CONFERENCE DAY: Friday, July 6, 2012

Circles, squares and triangles conference day – The geometry of Family, Professional Relationships



The keynote address was with Dianne and Phil Ferguson, the instructors of our afternoon course. They bring both an academic perspective to their research and teaching about family and professional relationships and a personal perspective as parents of a disabled son. They asked the audience to come up with words to describe families with disabled children, record them in large print and hold the cards up so they could see them. Here are some of the words that the audience came up with.

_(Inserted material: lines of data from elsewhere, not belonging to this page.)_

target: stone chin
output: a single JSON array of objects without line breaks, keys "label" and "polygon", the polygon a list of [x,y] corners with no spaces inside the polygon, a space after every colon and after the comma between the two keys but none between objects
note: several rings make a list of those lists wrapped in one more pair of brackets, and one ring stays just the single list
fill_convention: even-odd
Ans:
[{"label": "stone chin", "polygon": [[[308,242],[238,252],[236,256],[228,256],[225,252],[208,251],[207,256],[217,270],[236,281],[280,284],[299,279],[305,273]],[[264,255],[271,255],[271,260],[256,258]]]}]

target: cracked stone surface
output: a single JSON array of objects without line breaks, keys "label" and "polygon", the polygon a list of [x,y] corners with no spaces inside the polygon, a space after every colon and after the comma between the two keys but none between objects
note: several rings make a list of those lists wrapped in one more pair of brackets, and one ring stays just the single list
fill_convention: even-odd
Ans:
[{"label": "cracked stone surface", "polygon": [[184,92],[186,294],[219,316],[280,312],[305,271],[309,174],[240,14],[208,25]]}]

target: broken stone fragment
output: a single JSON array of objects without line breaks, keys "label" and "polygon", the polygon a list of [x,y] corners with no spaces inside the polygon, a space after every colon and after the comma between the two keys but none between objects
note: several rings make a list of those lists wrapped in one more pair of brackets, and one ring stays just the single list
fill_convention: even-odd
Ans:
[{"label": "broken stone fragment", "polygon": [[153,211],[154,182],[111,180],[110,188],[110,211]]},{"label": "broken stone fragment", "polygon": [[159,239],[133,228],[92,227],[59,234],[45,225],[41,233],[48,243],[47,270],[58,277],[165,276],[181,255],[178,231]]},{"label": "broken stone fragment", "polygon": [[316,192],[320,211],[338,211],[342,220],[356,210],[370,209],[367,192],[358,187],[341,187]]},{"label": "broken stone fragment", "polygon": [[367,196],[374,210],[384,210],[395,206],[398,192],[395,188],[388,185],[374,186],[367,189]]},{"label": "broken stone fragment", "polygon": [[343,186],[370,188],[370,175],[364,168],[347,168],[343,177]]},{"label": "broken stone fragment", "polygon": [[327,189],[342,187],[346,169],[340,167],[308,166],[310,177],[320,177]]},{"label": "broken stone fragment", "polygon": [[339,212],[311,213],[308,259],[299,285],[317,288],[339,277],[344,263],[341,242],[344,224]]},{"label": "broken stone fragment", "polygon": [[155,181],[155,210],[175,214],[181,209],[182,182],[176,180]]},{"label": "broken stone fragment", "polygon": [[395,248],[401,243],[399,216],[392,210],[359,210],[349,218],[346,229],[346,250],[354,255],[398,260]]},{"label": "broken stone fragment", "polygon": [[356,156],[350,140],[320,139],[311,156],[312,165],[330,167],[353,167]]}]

They talked about their research – they have found that when family members are involved in their children’s education, the students do better. This seemed to me to be a logical given. Certainly as a teacher I believe this to be true. But my version of involvement is going to be different than what the family may want. Dianne and Phil talked about how there is a misunderstanding between schools and families about roles and responsibility, how schools tend to be involved with a small number of families, and that schools and families tend to be natural enemies. I understand this to mean that schools have certain expectations about what families are going to do for them – read with their children, supervise homework, volunteer, show up when invited – and that this relationship is largely one sided. I can see their perspective and hadn’t really thought about relationships with parents in this way before. They went on to say that teachers and families are ‘natural enemies’ – this I don’t agree with. Relationships with families can sometimes be difficult, contentious even, but I don’t view my relationship with parents as inherently adversarial.  I did agree with their assessment of the basis for the misunderstandings between schools and families. They said that the misunderstanding is based on history, cultural differences, and socio-economic class. These ‘ghosts in the classroom’ have a direct bearing on how we with educators interact with families. The afternoon session was about ‘social capital’ and the impact that class has on how schools interact with their communities. When the parents look like us, talk like us and live like us, the school and community tend to work well together, but throw in race, cultural and socio-economic differences between schools and community and the relationship is stained by these factors. I see this as a problem for schools to acknowledge and address.



Karen Dyke talked about the influence of place in education and the effects of centralization on rural communities and its affects on family and school relationships. In a shrinking word that favours urban settings, rural communities are experiencing the negative effects this trend - globalization, accessibility, breakdown of traditions, technology and the driving force of corporate methodology into every aspect of life, including school.



My overall impression to the day was that as teachers we need to keep the personal in the professional. Developing and maintaining mutually respectful relationships with families and that we need to be aware of the ‘ghosts in the classroom’ that hover around both families and school staff.